“We would like to share a song with you!” I look around at the faces of those surrounding me, and they’re not the faces I’m used to seeing in the audience as I perform with my Sweet Adeline chorus back in the United States. There are no sequins or sparkles, and the smiles are not adorned in “Love that Red” lipstick … but smiles there are!
The faces I see staring back at my little chorus are adorned with
bandages, wires, and tubes. They are lying in hospital beds, and some
have just returned from the operating room. We live on a hospital ship
ported in Benin, West Africa. Our home, the Africa Mercy is part of a Christian charity called Mercy Ships,
whose mission is to provide life-giving surgeries, hope, and
healing to the world’s forgotten poor. Our chorus onboard the ship,
called “Key of Sea,” is comprised of nurses, ship deck
hands, schoolteachers, x-ray technicians, cooks, chaplains, and high
school students. We have come down to the hospital wards located on the third
deck of the ship to sing some barbershop chords for the patients.
They look a little quizzically at each other at first, raising
eyebrows and
nudging neighbors as they eye the
group of "yovos" (the term for white people in West Africa) who
have offered to share a song. Many of these beautiful African people
are such wonderful singers with impeccable rhythm. (It is said that every
African is born with a drum inside him or her.) So it seems that while they're used to singing
for guests and for each other, they don't often get “yovos" who
want to sing for them. Big, curious eyes look up at us as we blow
the pitch and dive into “Good Old Acapella.” The basses keep the
"do-wop" rhythm of the tune in their rich, low voices, and as the
other three parts join in, smiles start to spread across the faces of the
patients, and some of them pull out phones to record the song, and some
let out a little giggle – not a “this-is-silly" or
"you-sound-funny" kind of giggle, but a giggle of wonder and
surprised delight.
Barbershop music does that to me, too. Maybe it's the
lilting, skippy rhythm or perhaps the harmonies that are so tightly wound
together that you can't pick out one from another, but it's just so hard not to
be delighted and happy when listening to barbershop music. When we hit the last
chord, the patients all begin clapping and grinning. Most can’t speak English,
but they make the sign with their hands that we understand to mean, “Again!
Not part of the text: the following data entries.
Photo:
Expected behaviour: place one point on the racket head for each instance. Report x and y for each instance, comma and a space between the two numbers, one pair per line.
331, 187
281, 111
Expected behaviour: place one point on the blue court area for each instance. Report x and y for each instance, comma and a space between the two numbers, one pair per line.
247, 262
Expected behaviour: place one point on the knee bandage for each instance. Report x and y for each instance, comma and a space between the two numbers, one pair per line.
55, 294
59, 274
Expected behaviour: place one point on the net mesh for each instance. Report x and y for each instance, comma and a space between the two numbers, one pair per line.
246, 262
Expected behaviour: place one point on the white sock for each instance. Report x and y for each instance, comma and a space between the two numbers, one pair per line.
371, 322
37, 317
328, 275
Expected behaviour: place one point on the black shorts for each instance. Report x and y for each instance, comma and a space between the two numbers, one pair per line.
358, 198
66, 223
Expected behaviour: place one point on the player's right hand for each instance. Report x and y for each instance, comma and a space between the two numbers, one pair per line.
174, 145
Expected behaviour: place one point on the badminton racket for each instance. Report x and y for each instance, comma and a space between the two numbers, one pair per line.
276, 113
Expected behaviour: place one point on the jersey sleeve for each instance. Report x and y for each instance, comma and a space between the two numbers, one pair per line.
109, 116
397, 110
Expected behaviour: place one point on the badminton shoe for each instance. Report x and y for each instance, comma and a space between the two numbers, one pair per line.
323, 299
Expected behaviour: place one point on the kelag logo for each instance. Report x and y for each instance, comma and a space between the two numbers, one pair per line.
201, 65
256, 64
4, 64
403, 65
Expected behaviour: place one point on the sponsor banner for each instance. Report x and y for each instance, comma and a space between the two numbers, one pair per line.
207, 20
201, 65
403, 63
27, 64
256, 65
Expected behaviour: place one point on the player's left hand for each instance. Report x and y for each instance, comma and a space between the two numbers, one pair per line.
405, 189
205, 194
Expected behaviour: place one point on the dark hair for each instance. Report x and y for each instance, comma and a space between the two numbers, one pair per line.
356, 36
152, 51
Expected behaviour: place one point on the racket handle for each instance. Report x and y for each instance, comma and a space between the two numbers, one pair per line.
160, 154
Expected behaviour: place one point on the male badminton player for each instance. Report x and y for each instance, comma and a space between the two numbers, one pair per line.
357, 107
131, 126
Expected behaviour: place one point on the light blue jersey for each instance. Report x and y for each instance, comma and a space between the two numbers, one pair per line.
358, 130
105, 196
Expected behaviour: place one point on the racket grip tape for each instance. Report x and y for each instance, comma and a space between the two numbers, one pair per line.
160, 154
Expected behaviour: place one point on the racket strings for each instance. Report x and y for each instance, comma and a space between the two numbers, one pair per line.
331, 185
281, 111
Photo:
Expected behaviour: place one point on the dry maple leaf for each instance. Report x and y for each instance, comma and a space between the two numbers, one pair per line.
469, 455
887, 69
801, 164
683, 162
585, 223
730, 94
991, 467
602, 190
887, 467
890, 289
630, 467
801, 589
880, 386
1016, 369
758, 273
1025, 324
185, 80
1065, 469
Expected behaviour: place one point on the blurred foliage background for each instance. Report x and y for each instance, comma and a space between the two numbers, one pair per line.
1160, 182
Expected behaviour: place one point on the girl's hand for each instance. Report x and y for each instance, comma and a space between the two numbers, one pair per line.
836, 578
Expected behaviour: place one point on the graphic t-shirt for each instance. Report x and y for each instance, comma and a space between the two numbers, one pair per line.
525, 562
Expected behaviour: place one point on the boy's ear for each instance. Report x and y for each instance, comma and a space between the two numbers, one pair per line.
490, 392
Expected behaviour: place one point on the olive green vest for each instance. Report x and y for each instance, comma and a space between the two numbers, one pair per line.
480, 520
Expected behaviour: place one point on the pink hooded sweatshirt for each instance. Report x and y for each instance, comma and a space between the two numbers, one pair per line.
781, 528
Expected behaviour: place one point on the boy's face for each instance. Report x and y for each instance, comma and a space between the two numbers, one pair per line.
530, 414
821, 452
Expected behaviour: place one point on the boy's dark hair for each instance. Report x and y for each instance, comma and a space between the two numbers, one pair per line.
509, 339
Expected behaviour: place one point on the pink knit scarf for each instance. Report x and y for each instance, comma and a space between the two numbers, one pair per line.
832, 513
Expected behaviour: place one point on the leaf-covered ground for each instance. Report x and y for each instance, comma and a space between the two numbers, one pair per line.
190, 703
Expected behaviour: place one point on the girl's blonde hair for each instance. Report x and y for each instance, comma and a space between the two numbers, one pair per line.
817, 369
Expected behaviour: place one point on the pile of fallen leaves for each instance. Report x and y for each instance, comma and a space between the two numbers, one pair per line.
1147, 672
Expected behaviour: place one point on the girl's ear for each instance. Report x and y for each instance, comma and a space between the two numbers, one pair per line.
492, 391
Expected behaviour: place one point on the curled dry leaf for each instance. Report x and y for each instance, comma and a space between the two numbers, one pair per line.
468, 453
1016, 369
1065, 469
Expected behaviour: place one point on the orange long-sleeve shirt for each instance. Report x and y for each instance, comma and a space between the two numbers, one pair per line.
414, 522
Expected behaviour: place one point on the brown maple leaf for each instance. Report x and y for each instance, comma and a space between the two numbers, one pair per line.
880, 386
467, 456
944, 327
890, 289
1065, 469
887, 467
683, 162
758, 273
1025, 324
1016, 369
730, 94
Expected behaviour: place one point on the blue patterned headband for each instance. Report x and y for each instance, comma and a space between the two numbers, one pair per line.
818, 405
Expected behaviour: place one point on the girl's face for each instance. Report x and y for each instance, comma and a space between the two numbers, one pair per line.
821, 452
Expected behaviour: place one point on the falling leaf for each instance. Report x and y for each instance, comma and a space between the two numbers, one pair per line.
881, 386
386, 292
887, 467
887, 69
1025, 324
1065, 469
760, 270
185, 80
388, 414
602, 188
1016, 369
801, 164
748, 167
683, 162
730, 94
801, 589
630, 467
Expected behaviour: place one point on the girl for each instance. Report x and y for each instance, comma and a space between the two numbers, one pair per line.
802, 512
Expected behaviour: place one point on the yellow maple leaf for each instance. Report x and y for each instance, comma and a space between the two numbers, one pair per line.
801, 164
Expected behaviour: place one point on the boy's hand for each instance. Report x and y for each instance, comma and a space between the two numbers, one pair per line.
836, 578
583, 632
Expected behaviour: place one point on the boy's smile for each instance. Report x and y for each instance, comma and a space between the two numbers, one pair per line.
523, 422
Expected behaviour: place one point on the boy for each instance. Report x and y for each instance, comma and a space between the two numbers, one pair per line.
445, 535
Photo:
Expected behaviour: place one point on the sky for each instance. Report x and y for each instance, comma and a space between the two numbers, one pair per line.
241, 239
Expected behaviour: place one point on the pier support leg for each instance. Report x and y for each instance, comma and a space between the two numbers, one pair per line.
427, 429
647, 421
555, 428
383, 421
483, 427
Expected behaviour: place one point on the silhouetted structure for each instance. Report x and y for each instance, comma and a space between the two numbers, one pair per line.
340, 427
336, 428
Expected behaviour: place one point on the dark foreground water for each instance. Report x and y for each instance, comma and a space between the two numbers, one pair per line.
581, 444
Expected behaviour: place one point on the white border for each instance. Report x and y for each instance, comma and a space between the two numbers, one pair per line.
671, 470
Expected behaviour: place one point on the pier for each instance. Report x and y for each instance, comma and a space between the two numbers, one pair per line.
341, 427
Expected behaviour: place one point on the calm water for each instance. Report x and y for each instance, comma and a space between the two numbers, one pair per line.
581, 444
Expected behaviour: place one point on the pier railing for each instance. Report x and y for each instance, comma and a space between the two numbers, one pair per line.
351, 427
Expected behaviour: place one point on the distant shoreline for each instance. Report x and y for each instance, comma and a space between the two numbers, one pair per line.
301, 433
Sing it again!” One of the nurses in our group reported later on that week
that a woman who recorded the song had been listening to it all week and
could now sing along!
My favorite moment of singing for the patients is going down
to the wards to sing the barbershop version of “It is Well with my Soul.” This
is a song that is known throughout the world. Even though they don’t speak
English, the patients know the words to this old hymn. I have never
experienced a more appreciative audience (or had a harder time keeping my emotions intact in
order to finish a song) than I do while singing and watching these men,
women, and children with horrendous physical deformities. Some have had tumors
that have been growing inside them for years, some have their heads wrapped in
bandages, some have their legs in full body casts, and some have massive
dressings over burns. Yet they sing along with the words, “Even so, it is well
with my soul.”
When we finish and leave the ward, a patient
stops us in the stairwell to sing it again for him so he can record
it. He just needed to take that song, that music, that message, that
feeling with him.
That’s what I, too, needed this year as I left home and
traveled for the first time to West Africa. I needed to take
barbershop music with me. I found Sweet Adelines and barbershop
singing six years ago, and now I can’t imagine life without those ringing
chords. So I took it with me to Benin, and I introduced it
to other singers who love it too. Most importantly, I found
an audience who loves our unique music … who needed it.